Western blot analysis of VEGF and TGFβ3 showed a significant decrease of TGFβ3 with hUC with lowest levels of 0.65 and 0.75 at 5,000 cells/cm² and 20,000 cells/cm², respectively. In comparison, pUC did not show any significant reduction (See FIG. 3B).

VEGF levels showed decreased levels at 40,000 cells/cm² with hUC, when compared to control, pUC and Integra™ (See FIG. 3A).

CONCLUSION

These results show that CD146 high Umbilical Cord MSCs (hUC) are significantly better than control and regular porcine Umbilical cord MSCs (pUC) in terms of wound healing, decreased scarring and improving the inflammatory factors at the site of the damaged tissue.

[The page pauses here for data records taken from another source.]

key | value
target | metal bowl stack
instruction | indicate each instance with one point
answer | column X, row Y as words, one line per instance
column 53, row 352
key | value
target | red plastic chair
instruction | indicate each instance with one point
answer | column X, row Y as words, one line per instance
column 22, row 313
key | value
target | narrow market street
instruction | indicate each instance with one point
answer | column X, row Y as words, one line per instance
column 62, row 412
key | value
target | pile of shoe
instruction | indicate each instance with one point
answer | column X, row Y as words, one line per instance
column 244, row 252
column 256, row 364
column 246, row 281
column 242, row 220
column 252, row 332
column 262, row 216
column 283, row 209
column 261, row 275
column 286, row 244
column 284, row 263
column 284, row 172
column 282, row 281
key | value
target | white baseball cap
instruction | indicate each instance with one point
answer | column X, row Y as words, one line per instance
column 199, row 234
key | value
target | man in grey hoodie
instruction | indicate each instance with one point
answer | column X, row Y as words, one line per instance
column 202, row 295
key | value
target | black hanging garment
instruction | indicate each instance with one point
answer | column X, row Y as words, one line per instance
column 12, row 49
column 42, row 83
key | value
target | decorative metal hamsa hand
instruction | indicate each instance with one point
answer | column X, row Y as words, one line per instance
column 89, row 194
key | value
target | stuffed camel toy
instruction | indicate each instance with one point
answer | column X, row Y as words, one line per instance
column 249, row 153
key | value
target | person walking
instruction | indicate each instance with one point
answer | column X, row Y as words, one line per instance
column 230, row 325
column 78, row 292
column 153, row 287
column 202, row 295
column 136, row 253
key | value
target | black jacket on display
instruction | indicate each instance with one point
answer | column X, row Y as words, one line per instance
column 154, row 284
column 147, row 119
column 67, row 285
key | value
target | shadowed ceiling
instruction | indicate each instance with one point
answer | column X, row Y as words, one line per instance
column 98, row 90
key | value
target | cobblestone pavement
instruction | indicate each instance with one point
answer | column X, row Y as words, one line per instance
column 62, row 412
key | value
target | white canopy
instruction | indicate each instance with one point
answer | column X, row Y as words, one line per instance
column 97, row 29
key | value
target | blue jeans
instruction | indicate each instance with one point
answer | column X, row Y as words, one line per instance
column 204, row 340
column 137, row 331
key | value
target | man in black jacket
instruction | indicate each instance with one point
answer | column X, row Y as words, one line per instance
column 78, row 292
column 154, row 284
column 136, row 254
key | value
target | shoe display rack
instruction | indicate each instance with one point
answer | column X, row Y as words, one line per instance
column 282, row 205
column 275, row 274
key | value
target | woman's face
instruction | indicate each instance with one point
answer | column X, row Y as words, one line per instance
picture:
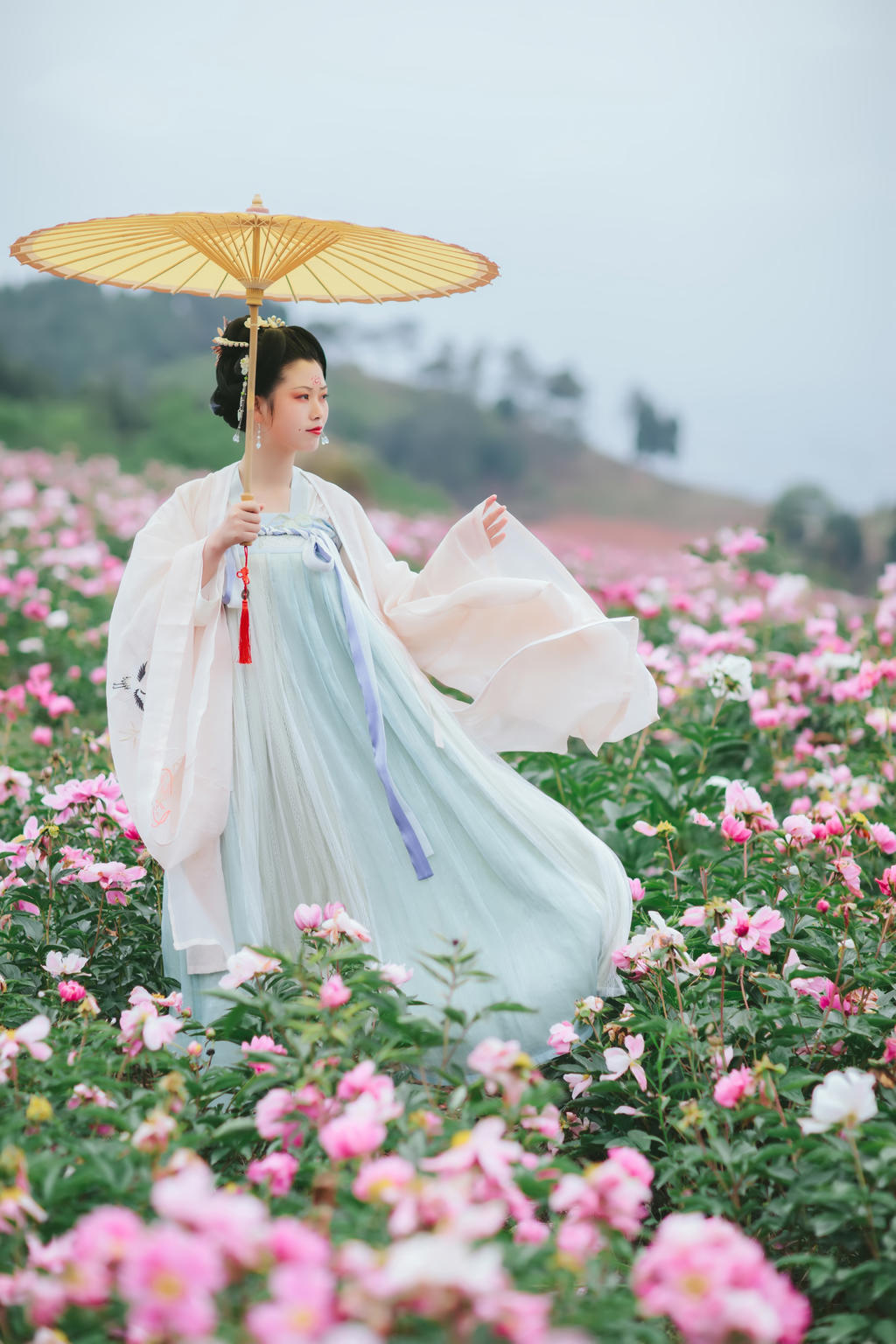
column 298, row 409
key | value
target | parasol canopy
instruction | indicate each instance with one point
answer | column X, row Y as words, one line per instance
column 253, row 255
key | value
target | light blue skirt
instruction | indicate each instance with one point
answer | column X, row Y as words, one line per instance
column 516, row 875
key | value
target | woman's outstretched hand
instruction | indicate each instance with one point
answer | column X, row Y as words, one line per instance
column 494, row 521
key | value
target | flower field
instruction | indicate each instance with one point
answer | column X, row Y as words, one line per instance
column 708, row 1158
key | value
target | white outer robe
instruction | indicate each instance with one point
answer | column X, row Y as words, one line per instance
column 507, row 626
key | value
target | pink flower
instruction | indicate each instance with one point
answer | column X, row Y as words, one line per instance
column 32, row 1035
column 502, row 1065
column 615, row 1193
column 734, row 830
column 378, row 1088
column 115, row 878
column 301, row 1308
column 693, row 917
column 355, row 1133
column 731, row 1088
column 562, row 1037
column 850, row 874
column 168, row 1277
column 383, row 1179
column 621, row 1060
column 58, row 704
column 144, row 1026
column 338, row 924
column 748, row 929
column 883, row 837
column 710, row 1278
column 72, row 992
column 746, row 802
column 277, row 1116
column 308, row 917
column 260, row 1043
column 278, row 1170
column 887, row 882
column 333, row 992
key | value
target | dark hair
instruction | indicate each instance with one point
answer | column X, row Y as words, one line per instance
column 277, row 347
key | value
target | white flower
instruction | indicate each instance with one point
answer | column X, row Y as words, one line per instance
column 728, row 676
column 67, row 965
column 845, row 1098
column 243, row 965
column 396, row 972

CD146 high Umbilical Cord MSCs (hUC) seem to have better regenerative properties compared to porcine Umbilical cord MSCs (pUC) in regenerative wound healing and potentially other dermatological applications

It is to be understood, however, that the scope of the present invention is not to be limited to the specific embodiments described above. The invention may be practiced other than as particularly described and still be within the scope of the accompanying claims.

Claims

1. A method for treatment of skin disorders and skin problems comprising administration of mesenchymal stem cells wherein said mesenchymal stem cells express CD146 receptors in an amount of at least 10 pg/106 cells.

2. The method of claim 1, wherein said mesenchymal stem cells express CD146 receptors in an amount of at least 12 pg/106 cells.

3. The method of claim 2, wherein said mesenchymal stem cells express CD146 receptors in an amount of at least 15 pg/106 cells.

4. The method of claim 3, wherein said mesenchymal stem cells express CD146 receptors in an amount of at least 18 pg/106 cells.

5. The method of claim 1, wherein said mesenchymal stem cells are human mesenchymal stem cells.

6. The method of claim 1, further comprising an acceptable pharmaceutical carrier.

7. The method of claim 6, wherein the composition is in the form of a solution or gel.

8. The method of claim 7, wherein the pharmaceutical carrier is a saline solution or Ringer's lactate solution.

9. The method of claim 1, wherein the administration is by injection, intravenously, subcutaneously, application of a gel or application of a spray.

10. The method of claim 1, wherein the skin disorders and skin problems are selected from the group consisting of skin burns, skin wounds, skin grafts, scarring, acne, aging from oxidation, skin whitening, wrinkles, skin damage caused by UV rays and skin lifting.